JUSTICE: Coup d’arrêt à un drainage agricole sans autorisation

publié le14 juillet 2023

En 2012 et 2013, Monsieur Alexandre BLONDÉ, jeune agriculteur nouvellement installé, a engagé des travaux agricoles particulièrement dommageables pour l’environnement sur le territoire des communes de QUERS et DAMBENOIT-LES-COLOMBE (70) dans le but de convertir des parcelles prairiales avec haies, bosquets et arbres isolés en champs de céréales. Les travaux, réalisés sans la dérogation prévue en application de l’article L. 411-2 du code de l’environnement, ont porté sur une surface cumulée d’environ 65 hectares dont plus de la moitié est localisée au sein du site NATURA 2000 de la Vallée de la Lanterne.

Pour parfaire son projet, dans une logique productiviste et d’intensification, M. BLONDÉ a fait drainer une surface de 12,85 ha. A l’instar des travaux précédents, cette première opération de drainage a été réalisée sans déclaration, ni autorisation au titre des articles L. 211-1 et L. 214-3 du code de l’environnement.

Le 3 novembre 2016, il déposait en DDT un dossier de déclaration au titre de l’article L. 214-3 du code de l’environnement pour un second projet de drainage dans le périmètre du site NATURA 2000 couvrant une surface de 14,10 ha avec comme cours d’eau récepteur des eaux de drainage le ruisseau du Bauvier, ruisseau protégé par un arrêté préfectoral de protection de biotope de l’Ecrevisse à pattes blanches Austropotamobius pallipes.

Passe droit sanctionné

Après un premier refus de l’administration, par un nouveau dossier de déclaration déposé le 24 janvier 2018, Monsieur BLONDÉ sollicitait une nouvelle « autorisation » de pouvoir drainer le même parcellaire, augmenté de trois hectares.

La DDT, par un arrêté du 18 février 2019, lui donnait acte de sa déclaration pour un drainage d’une surface ramenée à 14,10 ha sous réserves des prescriptions édictées en application des articles L. 211-2 et L. 211-3 du code de l’environnement. Selon l’analyse du service en charge de la police de l’eau, les travaux à réaliser relevaient du régime de la déclaration au titre des deux seules rubriques 2.2.1.0 et 3.3.1.0 de la nomenclature loi sur l’eau.

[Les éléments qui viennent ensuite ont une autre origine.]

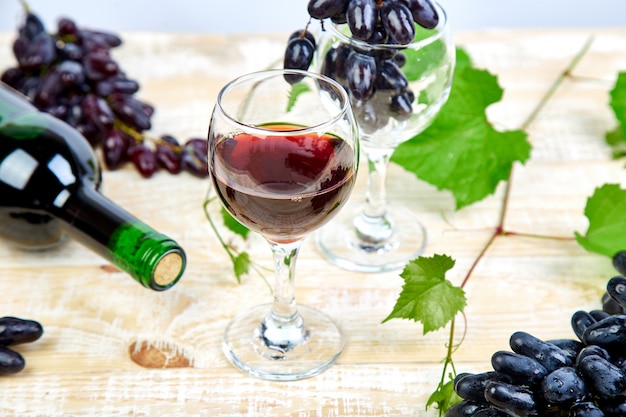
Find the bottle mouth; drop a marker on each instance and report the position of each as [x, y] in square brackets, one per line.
[168, 270]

Sachant que ce projet était assurément soumis au régime de l’autorisation environnementale et non au simple régime déclaratif, la CPEPESC en a demandé l’annulation au tribunal administratif de Besançon.

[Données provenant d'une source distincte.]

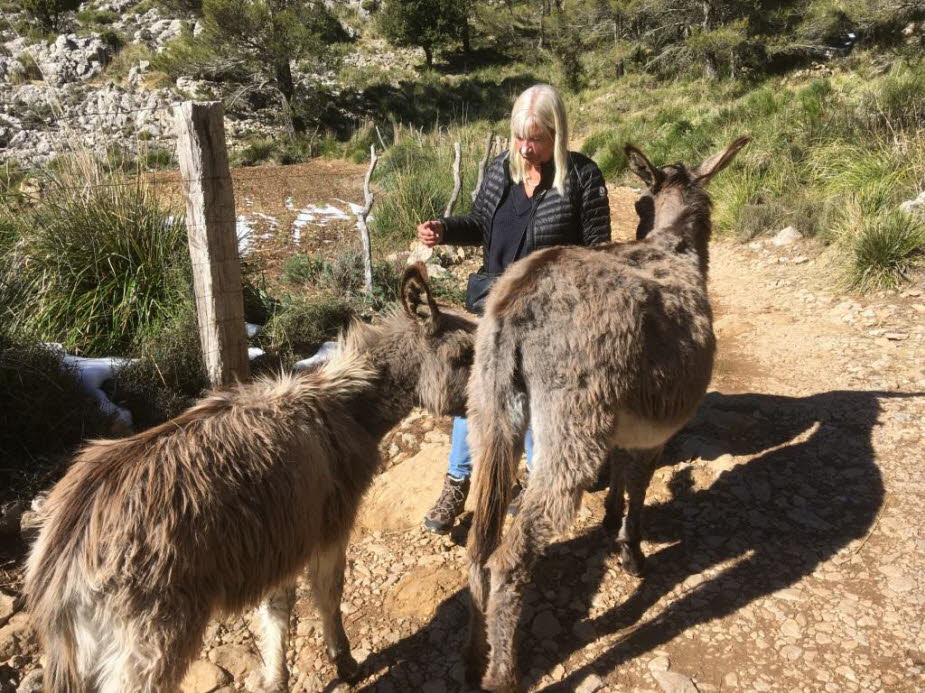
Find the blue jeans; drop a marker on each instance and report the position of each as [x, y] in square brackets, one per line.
[461, 460]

Et par un jugement rendu le 6 avril 2021, le tribunal a annulé ledit arrêté en tant qu’il actait la déclaration de M. BLONDE au titre de la rubrique 2.2.1.0 et non de la rubrique 2.1.5.0 de la nomenclature figurant au tableau annexé à l’article R. 214-1 du code de l’environnement, considérant que l’applicabilité de cette dernière excluait celle de la rubrique 2.2.1.0 et a enjoint à la préfète de la Haute-Saône de mettre en demeure M. BLONDÉ de régulariser sa situation en déposant un (nouveau) dossier de déclaration. Ce faisant, il a écarté tous les autres moyens invoqués par la CPEPESC, notamment ceux qui tendaient à démontrer que les travaux litigieux étaient soumis au régime de l’autorisation environnementale au titre de plusieurs rubriques de la nomenclature loi sur l’eau et qu’ils étaient, dès lors, soumis à évaluation environnementale.

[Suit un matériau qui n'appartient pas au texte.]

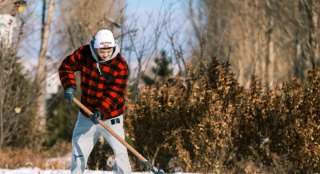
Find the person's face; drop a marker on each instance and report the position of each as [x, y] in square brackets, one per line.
[105, 53]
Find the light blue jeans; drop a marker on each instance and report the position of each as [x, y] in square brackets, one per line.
[85, 136]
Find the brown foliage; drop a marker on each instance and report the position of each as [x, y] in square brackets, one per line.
[206, 122]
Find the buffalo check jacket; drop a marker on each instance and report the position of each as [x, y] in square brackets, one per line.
[103, 84]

Appel devant la Cour administrative d’appel de Nancy

C’est le jugement dont la CPEPESC a demandé l’annulation à la Cour administrative d’appel de Nancy en tant qu’il substitue à la rubrique 2.2.1.0 l’application de la rubrique 2.1.5.0 sous le même régime de la déclaration et qu’il ne soumet pas l’opération litigieuse au régime de l’autorisation environnementale. Le Ministère de la transition écologique, venant comme il nous en a habitués au soutien du préfet, a également interjeté appel de ce jugement. 

La Cour a retenu tous les moyens défendus par l’association en considérant que la ministre de la transition écologique, qui demandait le rejet de la requête de première instance de la CPEPESC dans toutes ses conclusions, « n’est pas fondée à se plaindre de ce que, par le jugement attaqué, le tribunal administratif de Besançon a annulé l’arrêté du 18 février 2019 du préfet de la Haute-Saône ».

S’agissant de la rubrique 3.3.2.0 (drainage agricole), alors que le tribunal  admettait à tort que les dispositions de l’article R. 214-42 n’avaient vocation à s’appliquer qu’aux projets nouveaux envisagés à la date du dépôt de la demande et que le préfet n’avait pas commis d’erreur en ne tenant pas compte des ouvrages déjà réalisés, qu’ils aient été ou non autorisés, les juges d’appel ont reconnu que les deux opérations de drainage effectuées en 2014 et 2019 devaient être appréciées comme formant une seule et même opération réalisée sur le même bassin versant et par le même exploitant ; que le préfet devait ainsi prendre en compte non seulement le nouveau projet de drainage mais également les surfaces antérieurement drainées pour déterminer si les travaux en litige étaient soumis à déclaration ou à autorisation au regard de la nomenclature prévue à l’article R. 214-1 du code de l’environnement et des seuils qu’elle définit.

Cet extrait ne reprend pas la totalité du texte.